Plagiarism

Plagiarism has always been a problem. Sometimes people steal other peoples’ words and ideas. More often they just take shortcuts, ignoring established procedures for acknowledgements and just hoping that if they do end up getting caught, they can just plead ignorance and apologize.

But the scope and dimensions of the problems are inherently more troubling in a digital age. In fact, they are so different that it is even possible that the definition of plagiarism might soon change. That is the underlying question lurking behind a fascinating piece which appeared this past summer in Salon called, “Cut, Paste, Plagiarize.” Author Michael Barthel, a graduate student at the University of Washington, used a recent plagiarism scandal concerning CNN’s Fareed Zakaria, as a springboard to compare old ethics versus new ethics. “Everything on the Internet gets stolen,” he writes meaning not that it’s really theft, but rather that it’s part of what many are now calling a “remix culture.” Barthel is not necessarily celebrating this shift, but he is describing something that seems almost irreversible. “The Web, and the generation who grew up with it,” he observes, “think about plagiarism very differently than do the keepers of journalistic ethics.”

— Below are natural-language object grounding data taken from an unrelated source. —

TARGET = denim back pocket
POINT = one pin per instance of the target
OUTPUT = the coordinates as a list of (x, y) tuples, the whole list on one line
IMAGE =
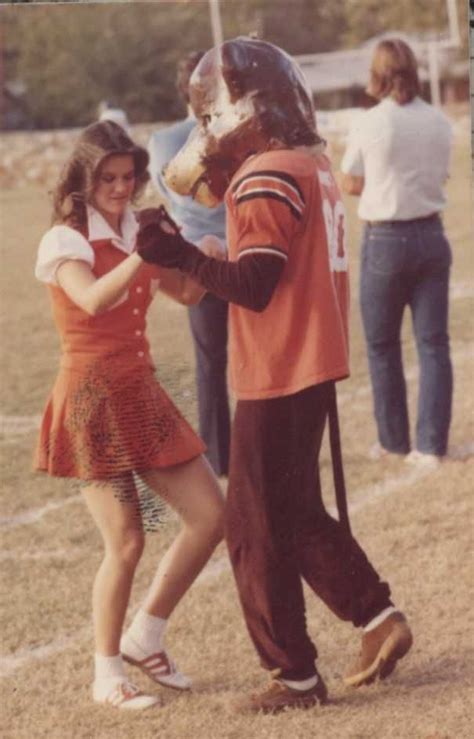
[(385, 253)]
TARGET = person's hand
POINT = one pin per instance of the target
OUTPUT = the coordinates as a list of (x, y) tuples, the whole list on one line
[(212, 246), (159, 240)]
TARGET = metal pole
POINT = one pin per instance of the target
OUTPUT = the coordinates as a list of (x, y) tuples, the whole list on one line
[(216, 23), (434, 74), (455, 36)]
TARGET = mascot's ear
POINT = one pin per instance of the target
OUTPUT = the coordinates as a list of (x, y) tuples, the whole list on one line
[(235, 61)]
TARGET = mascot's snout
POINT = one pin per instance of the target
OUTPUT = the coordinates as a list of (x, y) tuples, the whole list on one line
[(248, 96)]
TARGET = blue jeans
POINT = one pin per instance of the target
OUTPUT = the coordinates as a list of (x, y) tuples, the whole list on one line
[(408, 263), (208, 321)]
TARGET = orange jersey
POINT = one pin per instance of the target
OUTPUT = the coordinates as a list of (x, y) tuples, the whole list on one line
[(286, 202)]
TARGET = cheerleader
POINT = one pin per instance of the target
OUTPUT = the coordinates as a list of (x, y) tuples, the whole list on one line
[(108, 423)]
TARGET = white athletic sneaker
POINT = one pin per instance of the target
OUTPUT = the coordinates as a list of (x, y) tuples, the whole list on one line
[(121, 693), (158, 665), (428, 461)]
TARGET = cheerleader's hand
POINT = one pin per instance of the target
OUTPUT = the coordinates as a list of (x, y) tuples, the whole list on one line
[(159, 240), (212, 246)]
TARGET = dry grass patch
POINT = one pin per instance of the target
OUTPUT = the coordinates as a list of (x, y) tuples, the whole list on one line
[(415, 528)]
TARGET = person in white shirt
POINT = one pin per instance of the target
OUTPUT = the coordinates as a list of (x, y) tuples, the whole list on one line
[(397, 160)]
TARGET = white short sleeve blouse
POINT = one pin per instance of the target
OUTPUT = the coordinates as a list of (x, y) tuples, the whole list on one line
[(58, 245)]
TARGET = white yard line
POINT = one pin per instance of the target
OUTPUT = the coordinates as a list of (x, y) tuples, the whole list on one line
[(26, 655), (33, 515), (38, 555)]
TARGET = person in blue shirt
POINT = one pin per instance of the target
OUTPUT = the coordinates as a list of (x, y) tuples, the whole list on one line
[(208, 319)]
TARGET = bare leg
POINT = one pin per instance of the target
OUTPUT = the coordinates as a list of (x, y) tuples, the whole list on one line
[(121, 530), (192, 490)]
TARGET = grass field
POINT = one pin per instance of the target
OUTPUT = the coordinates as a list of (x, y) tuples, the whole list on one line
[(415, 526)]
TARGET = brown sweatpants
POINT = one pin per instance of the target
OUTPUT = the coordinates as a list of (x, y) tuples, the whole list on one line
[(279, 532)]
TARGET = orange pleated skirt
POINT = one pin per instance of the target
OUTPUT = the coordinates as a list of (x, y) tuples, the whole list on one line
[(107, 418)]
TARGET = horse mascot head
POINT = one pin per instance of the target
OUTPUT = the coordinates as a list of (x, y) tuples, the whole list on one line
[(248, 96)]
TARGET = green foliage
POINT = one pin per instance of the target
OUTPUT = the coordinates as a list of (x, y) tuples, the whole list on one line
[(71, 56)]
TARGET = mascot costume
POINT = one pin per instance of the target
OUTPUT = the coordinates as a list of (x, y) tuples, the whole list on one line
[(256, 146)]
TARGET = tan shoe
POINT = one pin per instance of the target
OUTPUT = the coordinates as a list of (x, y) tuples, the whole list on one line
[(381, 648), (278, 697)]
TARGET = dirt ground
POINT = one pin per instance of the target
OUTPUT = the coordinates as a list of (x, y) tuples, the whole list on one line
[(415, 525)]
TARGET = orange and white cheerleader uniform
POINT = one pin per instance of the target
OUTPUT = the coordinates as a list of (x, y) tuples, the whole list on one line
[(107, 414)]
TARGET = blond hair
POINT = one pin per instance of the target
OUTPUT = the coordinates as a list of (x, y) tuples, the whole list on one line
[(394, 72)]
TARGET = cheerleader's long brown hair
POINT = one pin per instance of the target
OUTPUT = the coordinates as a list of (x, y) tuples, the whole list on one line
[(78, 179)]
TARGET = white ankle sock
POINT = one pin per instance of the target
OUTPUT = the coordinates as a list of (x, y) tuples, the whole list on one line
[(107, 668), (307, 684), (380, 618), (148, 631)]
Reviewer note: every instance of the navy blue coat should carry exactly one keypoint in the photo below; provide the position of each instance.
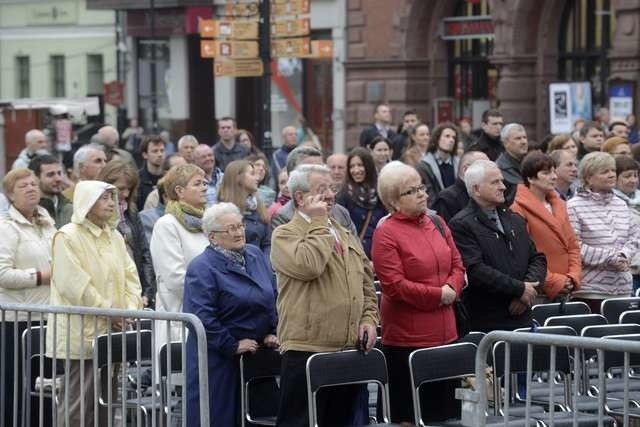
(232, 305)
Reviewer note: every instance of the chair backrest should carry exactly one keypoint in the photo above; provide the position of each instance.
(612, 308)
(631, 316)
(437, 364)
(541, 312)
(346, 367)
(577, 322)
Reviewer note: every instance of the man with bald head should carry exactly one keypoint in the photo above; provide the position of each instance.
(337, 163)
(279, 157)
(35, 143)
(204, 158)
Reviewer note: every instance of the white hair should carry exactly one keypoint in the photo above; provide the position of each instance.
(212, 215)
(299, 177)
(476, 172)
(82, 155)
(187, 138)
(506, 130)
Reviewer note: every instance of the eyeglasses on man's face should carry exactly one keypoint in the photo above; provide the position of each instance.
(231, 229)
(414, 190)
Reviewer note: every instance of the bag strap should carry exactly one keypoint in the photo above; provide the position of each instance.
(367, 220)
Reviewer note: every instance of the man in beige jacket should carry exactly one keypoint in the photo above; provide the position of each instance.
(326, 299)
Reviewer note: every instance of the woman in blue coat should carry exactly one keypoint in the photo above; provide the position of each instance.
(232, 290)
(360, 197)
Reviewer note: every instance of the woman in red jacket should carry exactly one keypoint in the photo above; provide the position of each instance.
(548, 225)
(421, 275)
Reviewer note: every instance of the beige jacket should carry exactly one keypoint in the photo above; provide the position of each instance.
(323, 297)
(25, 248)
(91, 268)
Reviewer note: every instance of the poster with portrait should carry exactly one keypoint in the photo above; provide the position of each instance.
(568, 102)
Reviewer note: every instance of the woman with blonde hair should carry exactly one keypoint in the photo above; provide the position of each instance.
(177, 238)
(124, 177)
(240, 186)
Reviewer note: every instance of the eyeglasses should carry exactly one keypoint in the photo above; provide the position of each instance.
(414, 190)
(230, 229)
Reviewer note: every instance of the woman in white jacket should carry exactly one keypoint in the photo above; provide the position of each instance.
(25, 267)
(176, 239)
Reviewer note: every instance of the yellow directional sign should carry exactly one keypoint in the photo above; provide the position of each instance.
(228, 28)
(228, 49)
(238, 68)
(243, 10)
(290, 48)
(289, 7)
(290, 28)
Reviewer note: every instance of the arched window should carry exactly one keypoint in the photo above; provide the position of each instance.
(586, 31)
(472, 79)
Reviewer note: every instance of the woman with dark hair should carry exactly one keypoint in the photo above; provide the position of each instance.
(240, 187)
(548, 225)
(266, 194)
(439, 167)
(360, 197)
(125, 178)
(381, 150)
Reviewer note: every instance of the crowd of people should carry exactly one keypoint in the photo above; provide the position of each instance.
(282, 251)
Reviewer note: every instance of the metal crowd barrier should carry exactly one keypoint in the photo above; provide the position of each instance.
(475, 402)
(128, 354)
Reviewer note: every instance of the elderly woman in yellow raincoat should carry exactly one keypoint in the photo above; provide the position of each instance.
(92, 268)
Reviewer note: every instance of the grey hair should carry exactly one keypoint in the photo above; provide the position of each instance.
(476, 172)
(82, 155)
(594, 163)
(186, 138)
(297, 154)
(299, 177)
(212, 215)
(393, 176)
(506, 130)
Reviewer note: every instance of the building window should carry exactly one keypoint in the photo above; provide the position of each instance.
(472, 79)
(23, 74)
(95, 74)
(586, 31)
(57, 76)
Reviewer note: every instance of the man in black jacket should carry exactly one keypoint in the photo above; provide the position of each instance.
(489, 140)
(503, 266)
(454, 198)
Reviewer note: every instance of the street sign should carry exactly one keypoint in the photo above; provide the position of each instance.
(291, 48)
(228, 49)
(227, 28)
(241, 10)
(238, 68)
(290, 28)
(290, 7)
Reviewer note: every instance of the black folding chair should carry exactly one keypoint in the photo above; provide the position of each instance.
(577, 322)
(346, 367)
(612, 308)
(631, 316)
(541, 312)
(264, 364)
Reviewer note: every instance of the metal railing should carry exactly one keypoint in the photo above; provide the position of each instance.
(128, 353)
(475, 403)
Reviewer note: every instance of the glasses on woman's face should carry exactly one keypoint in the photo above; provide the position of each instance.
(414, 190)
(231, 229)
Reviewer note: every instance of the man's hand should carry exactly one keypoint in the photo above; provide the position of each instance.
(314, 206)
(372, 334)
(516, 307)
(247, 346)
(448, 295)
(271, 341)
(529, 294)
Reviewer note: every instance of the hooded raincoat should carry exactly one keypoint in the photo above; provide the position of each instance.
(91, 268)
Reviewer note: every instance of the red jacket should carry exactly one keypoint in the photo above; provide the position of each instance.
(413, 262)
(553, 236)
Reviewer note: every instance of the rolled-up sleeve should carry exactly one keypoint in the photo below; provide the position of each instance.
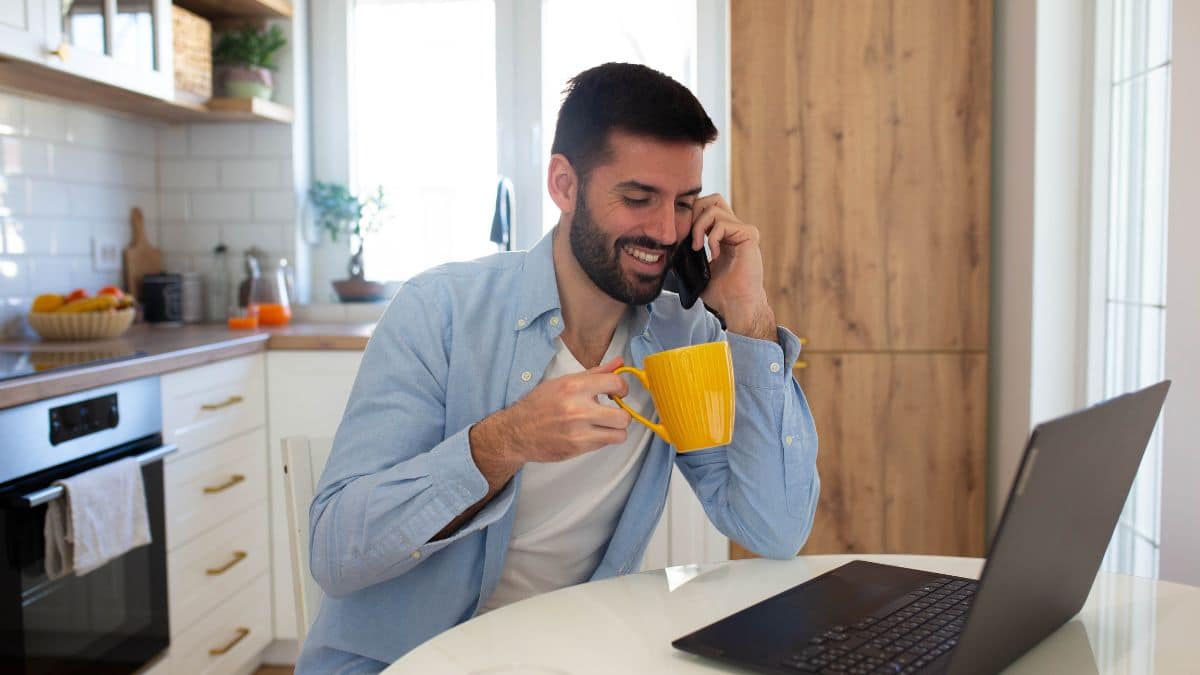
(394, 479)
(762, 489)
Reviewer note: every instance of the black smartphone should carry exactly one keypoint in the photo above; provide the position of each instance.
(691, 269)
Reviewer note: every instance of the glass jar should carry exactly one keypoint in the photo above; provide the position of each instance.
(269, 293)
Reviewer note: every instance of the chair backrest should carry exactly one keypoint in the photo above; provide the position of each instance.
(304, 459)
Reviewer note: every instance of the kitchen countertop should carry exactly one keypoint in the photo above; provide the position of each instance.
(166, 348)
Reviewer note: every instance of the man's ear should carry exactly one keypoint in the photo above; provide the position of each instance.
(563, 183)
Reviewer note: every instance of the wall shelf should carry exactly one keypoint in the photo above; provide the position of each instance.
(33, 78)
(238, 9)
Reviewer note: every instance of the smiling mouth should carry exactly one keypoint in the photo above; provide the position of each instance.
(641, 255)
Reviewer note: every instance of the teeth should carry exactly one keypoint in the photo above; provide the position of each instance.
(642, 256)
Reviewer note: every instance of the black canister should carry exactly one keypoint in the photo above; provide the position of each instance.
(162, 298)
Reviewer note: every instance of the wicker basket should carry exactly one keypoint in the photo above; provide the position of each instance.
(193, 54)
(81, 326)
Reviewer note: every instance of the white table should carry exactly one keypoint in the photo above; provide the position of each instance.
(625, 625)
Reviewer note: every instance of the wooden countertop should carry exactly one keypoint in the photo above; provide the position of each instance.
(166, 348)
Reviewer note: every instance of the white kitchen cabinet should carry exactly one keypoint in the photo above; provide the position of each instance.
(306, 393)
(23, 29)
(125, 43)
(217, 517)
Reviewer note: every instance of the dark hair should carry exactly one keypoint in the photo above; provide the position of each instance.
(628, 97)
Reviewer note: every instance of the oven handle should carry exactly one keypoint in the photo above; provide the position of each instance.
(55, 491)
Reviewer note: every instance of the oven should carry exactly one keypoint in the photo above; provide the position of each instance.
(114, 619)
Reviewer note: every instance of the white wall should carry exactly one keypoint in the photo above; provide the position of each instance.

That was exactly the point made by a young “Generation Y” columnist for the Christian Science Monitor in 2010. In her piece about “Old-School Versus New-School Attitudes on Plagiarism,” Sara Libby describes the indifferent reaction of 17-year-old German novelist to accusations that she copied an entire passages of someone else’s work in her debut novel. Helene Hegemann, the young novelist, simply commented that, ““There’s no such thing as originality anyway, just authenticity.” According to Libby, that’s a by-product of younger people like her (and you) growing up in the age of web 2.0, crowd-sourcing, and Wikipedia.